Sagemaker backend experiments can also be launched remotely, in which case each experiment is run in a SageMaker training job, using a cheap instance type, within which trials are executed as SageMaker training jobs as well. The usage is the same as in the local backend case.

When experiments are launched remotely with the SageMaker backend, a number of metrics are published to the SageMaker training job console (this feature can be switched off with --remote_tuning_metrics 0). This is detailed here.
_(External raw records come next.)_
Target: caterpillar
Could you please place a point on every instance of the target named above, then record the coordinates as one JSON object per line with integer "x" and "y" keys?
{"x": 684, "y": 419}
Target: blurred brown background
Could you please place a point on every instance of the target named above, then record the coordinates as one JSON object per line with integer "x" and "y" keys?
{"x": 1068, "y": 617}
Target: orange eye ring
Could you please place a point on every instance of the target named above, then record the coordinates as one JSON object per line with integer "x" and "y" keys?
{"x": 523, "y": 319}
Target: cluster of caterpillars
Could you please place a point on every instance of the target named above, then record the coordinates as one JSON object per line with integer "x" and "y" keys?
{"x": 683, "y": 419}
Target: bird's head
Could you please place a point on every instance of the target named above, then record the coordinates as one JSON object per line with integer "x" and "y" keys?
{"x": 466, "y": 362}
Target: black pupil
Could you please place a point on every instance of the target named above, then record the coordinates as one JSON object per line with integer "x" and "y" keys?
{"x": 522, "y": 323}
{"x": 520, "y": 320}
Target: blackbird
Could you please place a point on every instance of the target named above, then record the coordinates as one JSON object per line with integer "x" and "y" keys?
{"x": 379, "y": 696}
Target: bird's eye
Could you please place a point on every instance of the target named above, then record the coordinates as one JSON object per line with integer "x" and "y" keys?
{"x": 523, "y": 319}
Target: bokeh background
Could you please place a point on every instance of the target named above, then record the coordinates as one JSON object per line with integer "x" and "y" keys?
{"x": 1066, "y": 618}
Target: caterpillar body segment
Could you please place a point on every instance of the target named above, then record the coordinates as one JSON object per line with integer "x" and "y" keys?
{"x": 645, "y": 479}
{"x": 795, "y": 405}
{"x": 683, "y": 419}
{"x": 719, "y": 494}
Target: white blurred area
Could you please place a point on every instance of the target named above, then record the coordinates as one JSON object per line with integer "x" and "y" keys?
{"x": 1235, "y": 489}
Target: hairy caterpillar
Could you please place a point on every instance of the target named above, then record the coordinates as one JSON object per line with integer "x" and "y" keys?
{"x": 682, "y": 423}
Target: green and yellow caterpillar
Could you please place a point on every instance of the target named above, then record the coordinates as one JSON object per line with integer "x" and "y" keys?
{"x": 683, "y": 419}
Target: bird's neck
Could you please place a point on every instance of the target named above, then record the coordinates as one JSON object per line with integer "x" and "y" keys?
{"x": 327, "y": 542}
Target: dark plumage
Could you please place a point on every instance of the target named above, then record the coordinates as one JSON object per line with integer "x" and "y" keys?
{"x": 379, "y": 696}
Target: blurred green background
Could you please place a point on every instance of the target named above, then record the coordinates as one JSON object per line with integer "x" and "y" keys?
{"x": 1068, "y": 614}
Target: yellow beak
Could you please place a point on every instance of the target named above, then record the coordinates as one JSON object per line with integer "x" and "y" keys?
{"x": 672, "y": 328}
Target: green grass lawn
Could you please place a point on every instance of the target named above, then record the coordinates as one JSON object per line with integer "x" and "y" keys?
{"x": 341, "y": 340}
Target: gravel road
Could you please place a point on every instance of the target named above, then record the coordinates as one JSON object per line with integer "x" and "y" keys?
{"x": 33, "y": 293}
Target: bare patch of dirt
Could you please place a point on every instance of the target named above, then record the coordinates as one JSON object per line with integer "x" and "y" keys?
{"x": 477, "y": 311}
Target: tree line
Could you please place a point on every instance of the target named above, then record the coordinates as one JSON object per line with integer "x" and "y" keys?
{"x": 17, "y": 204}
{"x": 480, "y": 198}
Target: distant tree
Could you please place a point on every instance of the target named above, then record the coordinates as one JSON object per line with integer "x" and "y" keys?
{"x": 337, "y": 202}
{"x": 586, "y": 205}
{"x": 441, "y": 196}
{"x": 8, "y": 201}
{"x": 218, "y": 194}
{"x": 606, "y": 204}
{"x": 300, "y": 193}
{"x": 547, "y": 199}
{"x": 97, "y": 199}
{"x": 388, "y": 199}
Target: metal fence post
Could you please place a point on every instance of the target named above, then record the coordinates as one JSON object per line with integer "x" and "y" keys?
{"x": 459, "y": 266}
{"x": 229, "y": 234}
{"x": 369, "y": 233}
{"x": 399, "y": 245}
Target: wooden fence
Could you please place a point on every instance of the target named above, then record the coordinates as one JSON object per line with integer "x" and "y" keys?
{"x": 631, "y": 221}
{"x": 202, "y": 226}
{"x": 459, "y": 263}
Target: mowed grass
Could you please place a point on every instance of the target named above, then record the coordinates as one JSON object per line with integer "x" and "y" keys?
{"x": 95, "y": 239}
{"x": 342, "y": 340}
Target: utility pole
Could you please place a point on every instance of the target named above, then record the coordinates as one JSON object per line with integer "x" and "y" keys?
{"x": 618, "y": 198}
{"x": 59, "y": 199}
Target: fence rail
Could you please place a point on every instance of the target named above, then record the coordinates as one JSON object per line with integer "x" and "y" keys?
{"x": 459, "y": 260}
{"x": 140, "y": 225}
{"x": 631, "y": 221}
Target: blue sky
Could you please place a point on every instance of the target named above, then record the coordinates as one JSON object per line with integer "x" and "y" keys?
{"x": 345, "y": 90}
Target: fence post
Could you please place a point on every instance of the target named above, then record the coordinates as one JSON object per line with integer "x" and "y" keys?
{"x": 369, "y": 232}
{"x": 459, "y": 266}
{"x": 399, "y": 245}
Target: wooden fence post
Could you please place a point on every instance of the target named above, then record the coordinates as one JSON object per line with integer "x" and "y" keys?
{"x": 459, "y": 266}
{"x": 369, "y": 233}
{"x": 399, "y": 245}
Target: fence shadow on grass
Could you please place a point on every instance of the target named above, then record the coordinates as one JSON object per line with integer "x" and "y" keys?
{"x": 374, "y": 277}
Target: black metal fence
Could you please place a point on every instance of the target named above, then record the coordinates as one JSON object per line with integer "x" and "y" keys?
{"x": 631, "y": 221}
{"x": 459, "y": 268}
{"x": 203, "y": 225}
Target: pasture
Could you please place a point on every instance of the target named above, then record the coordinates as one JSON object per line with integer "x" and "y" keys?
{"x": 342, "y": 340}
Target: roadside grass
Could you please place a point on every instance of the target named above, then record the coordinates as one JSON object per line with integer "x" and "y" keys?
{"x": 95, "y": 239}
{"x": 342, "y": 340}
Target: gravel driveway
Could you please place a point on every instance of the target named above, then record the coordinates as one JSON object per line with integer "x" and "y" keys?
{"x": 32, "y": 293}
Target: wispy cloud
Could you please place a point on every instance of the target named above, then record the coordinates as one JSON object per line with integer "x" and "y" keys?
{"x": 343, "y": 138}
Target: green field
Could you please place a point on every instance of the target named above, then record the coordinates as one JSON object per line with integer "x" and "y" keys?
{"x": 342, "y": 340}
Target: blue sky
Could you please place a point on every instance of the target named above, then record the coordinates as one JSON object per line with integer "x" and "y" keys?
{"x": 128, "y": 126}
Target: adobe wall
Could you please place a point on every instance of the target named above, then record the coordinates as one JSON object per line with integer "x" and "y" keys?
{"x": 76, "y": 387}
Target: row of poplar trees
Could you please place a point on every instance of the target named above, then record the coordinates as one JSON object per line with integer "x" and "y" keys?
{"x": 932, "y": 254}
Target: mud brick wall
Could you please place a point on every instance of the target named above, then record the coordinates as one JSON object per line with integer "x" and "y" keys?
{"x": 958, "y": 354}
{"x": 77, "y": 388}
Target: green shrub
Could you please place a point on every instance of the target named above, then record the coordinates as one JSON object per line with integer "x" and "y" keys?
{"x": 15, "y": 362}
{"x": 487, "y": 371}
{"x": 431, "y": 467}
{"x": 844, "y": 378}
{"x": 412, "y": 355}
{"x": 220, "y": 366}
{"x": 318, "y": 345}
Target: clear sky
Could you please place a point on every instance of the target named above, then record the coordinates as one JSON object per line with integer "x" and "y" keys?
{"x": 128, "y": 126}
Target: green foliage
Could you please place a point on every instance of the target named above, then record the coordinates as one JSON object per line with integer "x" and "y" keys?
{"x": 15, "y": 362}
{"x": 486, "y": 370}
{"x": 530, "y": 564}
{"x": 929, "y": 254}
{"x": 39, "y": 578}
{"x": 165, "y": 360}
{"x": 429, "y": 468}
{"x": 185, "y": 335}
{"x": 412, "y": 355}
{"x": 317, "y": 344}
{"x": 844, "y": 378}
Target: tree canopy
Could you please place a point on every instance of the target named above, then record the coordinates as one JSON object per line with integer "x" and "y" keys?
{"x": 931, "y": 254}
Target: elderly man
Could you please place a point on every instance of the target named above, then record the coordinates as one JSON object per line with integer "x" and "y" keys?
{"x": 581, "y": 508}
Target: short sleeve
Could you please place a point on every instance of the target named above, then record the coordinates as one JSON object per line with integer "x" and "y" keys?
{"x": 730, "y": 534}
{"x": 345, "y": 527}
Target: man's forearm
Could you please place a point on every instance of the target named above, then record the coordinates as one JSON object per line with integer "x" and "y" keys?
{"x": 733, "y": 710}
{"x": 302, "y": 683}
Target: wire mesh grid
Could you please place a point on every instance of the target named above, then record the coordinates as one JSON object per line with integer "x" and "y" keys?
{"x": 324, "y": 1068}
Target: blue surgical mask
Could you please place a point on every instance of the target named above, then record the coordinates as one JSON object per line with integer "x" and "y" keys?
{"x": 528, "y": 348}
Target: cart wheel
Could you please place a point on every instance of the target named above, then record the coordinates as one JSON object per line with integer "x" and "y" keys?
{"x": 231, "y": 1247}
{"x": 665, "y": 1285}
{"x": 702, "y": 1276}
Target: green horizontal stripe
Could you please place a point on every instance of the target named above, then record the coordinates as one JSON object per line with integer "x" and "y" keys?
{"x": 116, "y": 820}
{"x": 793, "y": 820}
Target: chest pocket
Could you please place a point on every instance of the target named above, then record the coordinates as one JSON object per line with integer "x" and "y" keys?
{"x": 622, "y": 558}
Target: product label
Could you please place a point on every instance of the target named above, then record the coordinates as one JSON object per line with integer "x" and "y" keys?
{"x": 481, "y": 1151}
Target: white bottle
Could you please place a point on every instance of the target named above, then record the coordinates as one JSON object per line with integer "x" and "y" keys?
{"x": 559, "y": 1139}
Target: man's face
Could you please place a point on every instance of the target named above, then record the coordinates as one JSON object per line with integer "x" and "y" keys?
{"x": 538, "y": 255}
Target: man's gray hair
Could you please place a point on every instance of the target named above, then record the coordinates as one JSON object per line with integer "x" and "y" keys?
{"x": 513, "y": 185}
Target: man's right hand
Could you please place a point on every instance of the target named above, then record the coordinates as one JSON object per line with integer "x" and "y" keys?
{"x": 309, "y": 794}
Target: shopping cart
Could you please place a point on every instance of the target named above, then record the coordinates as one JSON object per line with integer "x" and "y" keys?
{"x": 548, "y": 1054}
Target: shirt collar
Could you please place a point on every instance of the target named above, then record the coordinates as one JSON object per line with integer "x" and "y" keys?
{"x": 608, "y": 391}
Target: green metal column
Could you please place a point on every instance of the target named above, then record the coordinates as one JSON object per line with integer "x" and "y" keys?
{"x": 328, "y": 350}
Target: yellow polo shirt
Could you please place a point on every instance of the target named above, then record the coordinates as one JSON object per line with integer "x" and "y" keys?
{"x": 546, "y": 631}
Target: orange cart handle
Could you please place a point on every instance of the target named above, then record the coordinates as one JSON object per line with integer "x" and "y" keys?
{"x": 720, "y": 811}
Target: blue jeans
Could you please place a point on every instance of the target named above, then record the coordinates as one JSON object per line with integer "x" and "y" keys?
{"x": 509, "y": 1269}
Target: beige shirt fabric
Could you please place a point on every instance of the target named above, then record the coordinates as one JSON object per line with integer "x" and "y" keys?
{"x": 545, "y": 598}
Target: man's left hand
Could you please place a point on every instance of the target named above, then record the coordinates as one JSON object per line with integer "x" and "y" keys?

Using SageMaker Managed Warm Pools

The SageMaker backend supports SageMaker managed warm pools, a recently launched feature of SageMaker. In a nutshell, this feature allows customers to circumvent start-up delays for SageMaker training jobs which share a similar configuration (e.g., framework) with earlier jobs which have already terminated. For Syne Tune with the SageMaker backend, this translates to experiments running faster or, for a fixed max_wallclock_time, running more trials. Warm pools are used if the command line argument --warm_pool 1 is used with hpo_main.py. For the example above:

python benchmarking/examples/launch_sagemaker/hpo_main.py \
  --experiment_tag tutorial-sagemaker --benchmark resnet_cifar10 \
  --method ASHA --num_seeds 1 --warm_pool 1

The warm pool feature is most useful with multi-fidelity HPO methods (such as ASHA and MOBSTER in our example). Some points you should be aware of:

When using SageMaker managed warm pools with the SageMaker backend, it is important to use start_jobs_without_delay=False when creating the Tuner.
Warm pools are a billable resource, and you may incur extra costs arising from the fact that up to n_workers instances are kept running for about 10 minutes at the end of your experiment. You have to request warm pool quota increases for instance types you would like to use. For our example, you need to have quotas for (at least) four ml.g4dn.xlarge instances, both for training and warm pool usage.
As a sanity check, you can watch the training jobs in the console. You should see InUse and Reused in the Warm pool status column. Running the example above, the first 4 jobs should complete in about 7 to 8 minutes, while all subsequent jobs should take only 2 to 3 minutes.